VW ruft weltweit 300.000 Diesel-Fahrzeuge in die VW-Werkstätten. Wie kürzlich bekannt wurde, könne bei den 2.0 TDI-Motoren Diesel-Kraftstoff aus den Einspritzleitungen treten. Schuld sei der entsprechende Zulieferer. Bemerkbar mache sich dies unter anderem durch Dieselgeruch im Innenraum. Betroffen seien gleichfalls die anderen Marken des VW-Konzerns.
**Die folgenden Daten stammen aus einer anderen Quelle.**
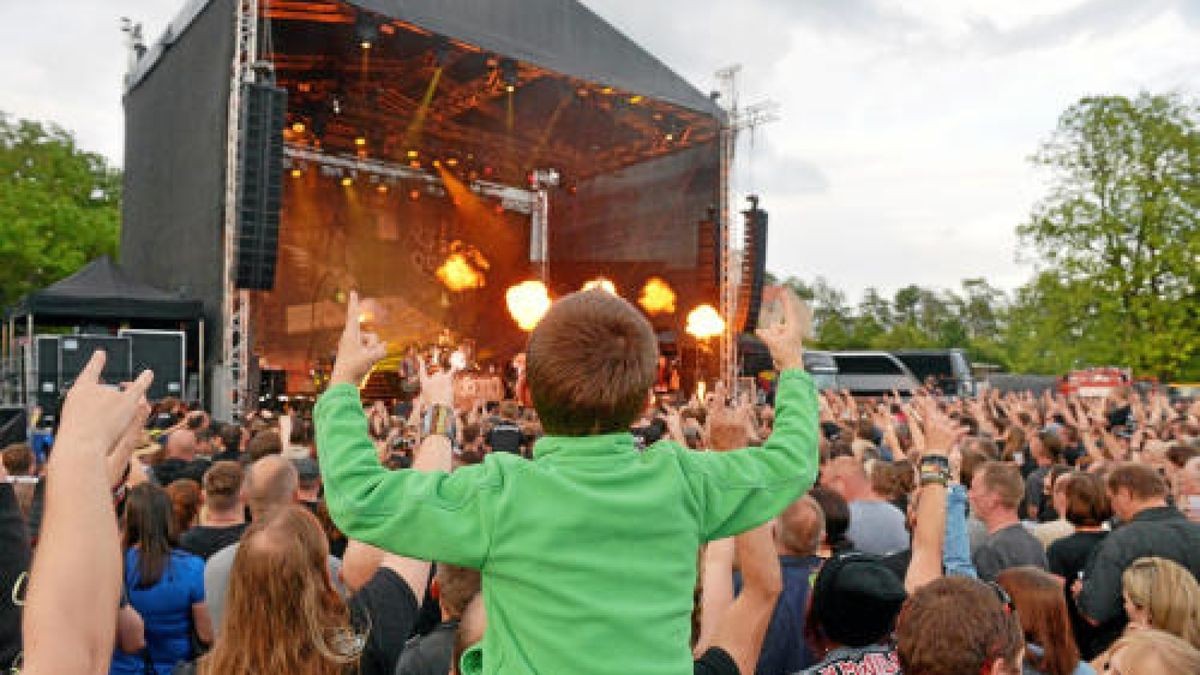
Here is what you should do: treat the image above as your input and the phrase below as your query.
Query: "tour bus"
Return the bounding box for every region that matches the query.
[830,351,920,396]
[892,348,978,398]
Macht derzeit Probleme: der 2.0 TDI-Motor kann aufgrund mangelhafter Einspitzleitungen zur Diesel-Inkontinenz neigen. 300.000 Fahrzeuge ruft Volkswagen aus diesem Grund in die Werkstätten. | © VW
Das neue Jahr beginnt nicht gut für die Volkswagen AG. 300.000 VW mit 2.0 TDI-Aggregat der Modellreihen Eos, Golf, Jetta, Passat, Tiguan und T5 der Baujahre 2009 – 2012 sind betroffen. Bei den VW-Töchtern Audi, Seat und Škoda sind es dagegen sehr viel weniger Fälle – knapp 25.000 Fahrzeuge betrifft der Rückruf.
Es werde betont, dass trotz des Kraftstoffaustritts keine Brandgefahr bestehe. Es handele sich um eine Vorsichtsmaßnahme. In der Werkstatt werden die Einspritzleitungen verstärkt – der Zeitaufwand betrage etwa eine halbe Stunde. Die betroffenen Kunden sollen von VW angeschrieben werden.